A more complete detailed example is given below, the invention will be further described.

Embodiment 6:

Remote Sensing Target detection method based on depth evolution beta pruning reel wire network is with embodiment 1-5, referring to Fig.1,

Step 1, it handles and determines training dataset and validation data set:

Several substantially remote sensing images comprising plurality of target to be processed are inputted, include the big of plurality of target to several Width remote sensing image is marked target using marking tool；Centered on each target, remote sensing image is cut At the image block of 512 × 512 pixels；According to data set naming rule, the image block of each well cutting is named, and will life All image blocks composition training dataset and validation data set after name, wherein training dataset accounts for 70%, and validation data set accounts for 30%, and to training data concentrate image block once carry out image scale transform, image translation, image rotation, image mirrors, The data enhancement operations such as noise are added in picture contrast and brightness adjustment and image, form final training dataset.

Step 2, it handles and determines test data set:

Several other substantially remote sensing images comprising plurality of target to be processed are inputted, to substantially optics to be tested Remote sensing images are marked target using marking tool；In a manner of being overlapped sliding window, overlaid pixel is set as 100, will Picture is successively cut into the image block of 512 × 512 pixels；According to data set naming rule, to the image block of each well cutting into Row name, and all image blocks after name are formed into test data set.

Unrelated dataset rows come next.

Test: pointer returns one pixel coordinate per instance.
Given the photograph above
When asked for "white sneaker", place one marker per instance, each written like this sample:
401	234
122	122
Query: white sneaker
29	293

Step 3, depth convolution feature extraction sub-network is constructed, the specific steps are that:

Wherein, Standard convolution is divided into the point-by-point convolution of depth convolution sum by the separable convolution unit of depth, to realize feature Channel be spatially separating, so that computation complexity and model parameter amount be greatly reduced, cellular construction is, on last stage characteristic pattern Input layer → 3 × 3 depth convolutional layer → the first batch normalization layer → point-by-point convolutional layers in ReLU activation primitive layer → 1 × 1 → Second batch normalization layer → linear activation primitive layer → output feature figure layer；Activation primitive after 1 × 1 point-by-point convolutional layer ReLU activation primitive is not used later, but uses linear activation primitive, to prevent ReLU activation primitive destructive characteristics information.

Assuming that input feature vector figure size is expressed as H_in×W_in×C_in, H_in、W_in、C_inThe respectively width of input feature vector figure, height And number of active lanes, the convolution kernel for the use of the high size of width being K × K, the characteristic pattern size of output are expressed as H_out×W_out×C_out, H_out、W_out、C_outWidth, height and the number of active lanes of characteristic pattern are respectively exported, Standard convolution considers the space of input feature vector figure simultaneously And channel information, calculation amount are as follows:

K×K×C_in×H_out×W_out×C_out

K×K×C_in×H_out×W_out+C_in×H_out×W_out×C_out

The convolution kernel for being 3 × 3 for a size, calculation amount reduces about 9 times, so as to reach 7 to 9 times of speed It is promoted.

The meaning of anti-residual error link block is that conventional residual connection structure rises the channel elder generation dimensionality reduction of input feature vector figure again Dimension, and the channel of input feature vector figure is first risen dimension dimensionality reduction again by anti-residual error link block, wherein 1 × 1 convolutional layer is by input feature vector figure Channel carry out 2 times of liter dimension, depth separates 3 × 3 depth convolutional layers in convolution unit and carries out feature extraction, and depth can divide From in convolution unit 1 × 1 point-by-point convolutional layer by the dimensionality reduction of 2 times of the channel progress of input feature vector figure, so that constructed depth can The output characteristic pattern number of active lanes for separating the anti-residual error link block of convolution is consistent with input feature vector figure.

(3b) construction feature pyramid convolution module: the module is the structure of the double-deck input single layer output, module Structure is first convolutional layer of input feature vector Fig. 1 → input feature vector Fig. 1 → twice of up-sampling layer → output characteristic pattern 1, input First convolutional layer → output characteristic pattern 2 of 2 → input feature vector of characteristic pattern Fig. 2, point by point be added layer → the second convolutional layer → when Last stage characteristic pattern output layer.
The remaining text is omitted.